My belief is that the solution has to do with speed. Change should not be welcomed too eagerly and anxiously. Novelty should be tested over time before it is embraced. Newcomers should learn the old ways before reinventing them. I understand that puts me in the "old white guy" team (despite the fact that I am neither old nor white), but I think lasting social institutions (by which I loosely mean voluntary associations of people over a shared interest, practice or goal) have struck that balance between ossification and extinction by rejection of novelty, and disfigurement or loss of purpose by embrace of novelty for novelty's sake. It is a fine line, and treading it requires intelligence. Thankfully, there is an abundance of that in this community.

Anton's picture

I wonder with generational change, how does a hobby publication manage that?

You bring up a cool issue.

Does Rolling Stone still attract twenty somethings, does it influence younger culture...or is it an AARP journal for older hipsters?

In our local club, we have some members in their 20's, some 30's...but we skew to 55+ taken as a larger group. We all party and hit Burning Amp together.

The members in the 20s and 30s read differently than I do when it comes to consuming media. The younger guys are avid tube rolling vinyl loving audiophiles, but they don't tune into many journals simply based on the Veblen nature of how many audio journalists in the hobby seem to be.

The younger folks are quicker to tune out the "this piece of kit was great, but the obvious wide chasm between this piece of gear and my reference 80,000 dollar digital front end puts it in its place," or "this third of a million dollar turntable may be expensive to some, but it offers value to the..."

It's daunting to think about the magazine's need for keeping us grey hairs safe from Hip Hop while hoping to attract a younger crowd.

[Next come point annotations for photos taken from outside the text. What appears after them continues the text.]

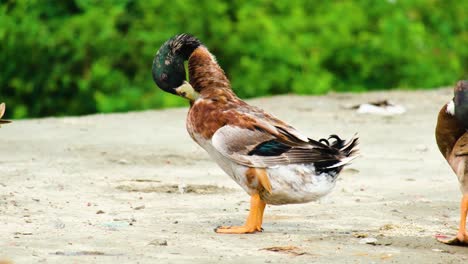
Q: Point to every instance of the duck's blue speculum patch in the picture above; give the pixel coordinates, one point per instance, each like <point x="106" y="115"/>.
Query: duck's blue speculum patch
<point x="269" y="148"/>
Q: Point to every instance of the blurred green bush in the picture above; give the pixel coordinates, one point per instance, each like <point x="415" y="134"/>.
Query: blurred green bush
<point x="83" y="56"/>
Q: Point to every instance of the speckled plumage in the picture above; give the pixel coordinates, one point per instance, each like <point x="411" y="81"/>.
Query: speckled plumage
<point x="265" y="156"/>
<point x="452" y="140"/>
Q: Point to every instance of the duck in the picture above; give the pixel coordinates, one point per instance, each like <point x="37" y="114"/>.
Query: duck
<point x="2" y="112"/>
<point x="452" y="139"/>
<point x="268" y="158"/>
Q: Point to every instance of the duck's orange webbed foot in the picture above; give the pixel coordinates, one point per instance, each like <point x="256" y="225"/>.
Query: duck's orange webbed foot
<point x="254" y="220"/>
<point x="462" y="237"/>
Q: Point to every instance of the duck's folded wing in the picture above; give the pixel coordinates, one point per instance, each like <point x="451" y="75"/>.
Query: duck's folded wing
<point x="261" y="148"/>
<point x="461" y="147"/>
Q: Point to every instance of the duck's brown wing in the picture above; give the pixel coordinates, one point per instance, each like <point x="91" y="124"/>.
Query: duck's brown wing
<point x="2" y="112"/>
<point x="461" y="147"/>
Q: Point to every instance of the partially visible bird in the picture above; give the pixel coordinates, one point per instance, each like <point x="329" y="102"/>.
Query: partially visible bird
<point x="452" y="140"/>
<point x="2" y="112"/>
<point x="273" y="162"/>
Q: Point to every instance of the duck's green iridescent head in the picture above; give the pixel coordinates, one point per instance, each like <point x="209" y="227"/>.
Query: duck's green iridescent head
<point x="168" y="65"/>
<point x="461" y="103"/>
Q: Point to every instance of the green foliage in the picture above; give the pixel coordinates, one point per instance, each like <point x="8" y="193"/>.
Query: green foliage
<point x="86" y="56"/>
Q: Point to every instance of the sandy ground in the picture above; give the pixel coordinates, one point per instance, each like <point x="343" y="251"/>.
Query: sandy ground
<point x="134" y="188"/>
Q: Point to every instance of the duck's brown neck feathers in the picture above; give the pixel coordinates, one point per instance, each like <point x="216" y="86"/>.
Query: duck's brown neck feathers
<point x="206" y="76"/>
<point x="448" y="131"/>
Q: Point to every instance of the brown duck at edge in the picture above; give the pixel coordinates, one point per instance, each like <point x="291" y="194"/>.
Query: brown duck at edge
<point x="271" y="160"/>
<point x="452" y="140"/>
<point x="2" y="112"/>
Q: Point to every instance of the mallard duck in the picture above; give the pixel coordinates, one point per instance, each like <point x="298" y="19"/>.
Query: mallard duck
<point x="452" y="140"/>
<point x="273" y="162"/>
<point x="2" y="112"/>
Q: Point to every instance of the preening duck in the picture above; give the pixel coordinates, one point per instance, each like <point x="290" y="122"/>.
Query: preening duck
<point x="273" y="162"/>
<point x="452" y="140"/>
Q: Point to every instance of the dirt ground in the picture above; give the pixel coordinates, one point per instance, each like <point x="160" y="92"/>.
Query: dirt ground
<point x="134" y="188"/>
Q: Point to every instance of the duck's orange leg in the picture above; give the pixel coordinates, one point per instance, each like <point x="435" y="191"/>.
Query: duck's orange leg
<point x="462" y="236"/>
<point x="254" y="220"/>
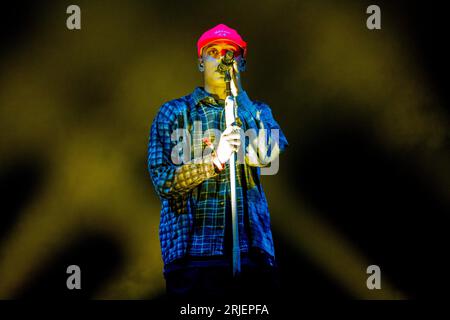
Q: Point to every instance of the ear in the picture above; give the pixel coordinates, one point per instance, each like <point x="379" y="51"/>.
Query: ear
<point x="242" y="65"/>
<point x="201" y="66"/>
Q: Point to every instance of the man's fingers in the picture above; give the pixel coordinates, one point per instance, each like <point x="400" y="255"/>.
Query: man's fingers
<point x="234" y="136"/>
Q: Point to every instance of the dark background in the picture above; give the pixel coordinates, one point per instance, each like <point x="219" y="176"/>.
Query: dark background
<point x="364" y="181"/>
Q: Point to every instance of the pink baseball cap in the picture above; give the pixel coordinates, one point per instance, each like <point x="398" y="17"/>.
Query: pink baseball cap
<point x="221" y="32"/>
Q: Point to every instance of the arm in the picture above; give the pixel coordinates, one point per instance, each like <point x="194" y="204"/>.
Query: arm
<point x="171" y="180"/>
<point x="265" y="139"/>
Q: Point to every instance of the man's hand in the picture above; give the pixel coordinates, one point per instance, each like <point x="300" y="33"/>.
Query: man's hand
<point x="230" y="141"/>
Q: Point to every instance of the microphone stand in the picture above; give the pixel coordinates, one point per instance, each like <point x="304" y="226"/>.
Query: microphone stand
<point x="231" y="118"/>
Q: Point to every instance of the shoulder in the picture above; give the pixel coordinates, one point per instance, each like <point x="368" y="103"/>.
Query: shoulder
<point x="169" y="110"/>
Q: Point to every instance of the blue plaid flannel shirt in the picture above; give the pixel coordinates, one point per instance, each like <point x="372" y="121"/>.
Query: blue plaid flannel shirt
<point x="194" y="195"/>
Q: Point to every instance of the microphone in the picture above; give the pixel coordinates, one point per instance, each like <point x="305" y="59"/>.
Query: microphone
<point x="226" y="62"/>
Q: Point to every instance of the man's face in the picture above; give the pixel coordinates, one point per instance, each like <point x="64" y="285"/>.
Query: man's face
<point x="212" y="55"/>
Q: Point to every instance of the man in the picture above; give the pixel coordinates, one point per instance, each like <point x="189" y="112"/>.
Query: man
<point x="195" y="226"/>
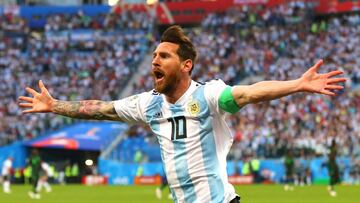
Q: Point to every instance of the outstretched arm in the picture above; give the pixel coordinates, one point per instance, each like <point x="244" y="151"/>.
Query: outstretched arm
<point x="43" y="102"/>
<point x="310" y="81"/>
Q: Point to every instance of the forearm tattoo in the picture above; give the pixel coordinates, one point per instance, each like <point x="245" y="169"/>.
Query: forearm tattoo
<point x="88" y="109"/>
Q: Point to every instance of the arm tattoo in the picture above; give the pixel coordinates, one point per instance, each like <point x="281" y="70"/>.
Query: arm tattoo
<point x="87" y="109"/>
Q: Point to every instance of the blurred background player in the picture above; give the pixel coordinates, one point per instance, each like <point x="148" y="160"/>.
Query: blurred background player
<point x="47" y="173"/>
<point x="289" y="171"/>
<point x="164" y="184"/>
<point x="6" y="174"/>
<point x="35" y="163"/>
<point x="333" y="169"/>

I don't know how to pull that off!

At some point, we should see the average subscribers age start to come down. I wonder if there is any known data in this regard.

Michael Fremer's picture

I also have a 16 year old Canadian vinyl fanatic/Beatles fan Nathan Zeller writing for me. He's about to review his first piece of equipment and we are both really excited about that. It's a phono preamp from Canada. Yesterday he wrote that he'd bought a double 45rpm reissue of The Beach Boys "Surfer Girl" from another kid, and when they got to talking he told him he was writing for AnalogPlanet. That kid was a site fan too and now he's going to submit a review. He's an English major in high school so I expect he'll write well. Nathan told me he was in a record store recently and overheard two kids talking. One said the other "I wish I could go hear Michael Fremer's stereo some time." Now that blew me away! I asked Nathan if he'd gone over and told them that he wrote for AnalogPlanet. He didn't. Those Canadians!!!!!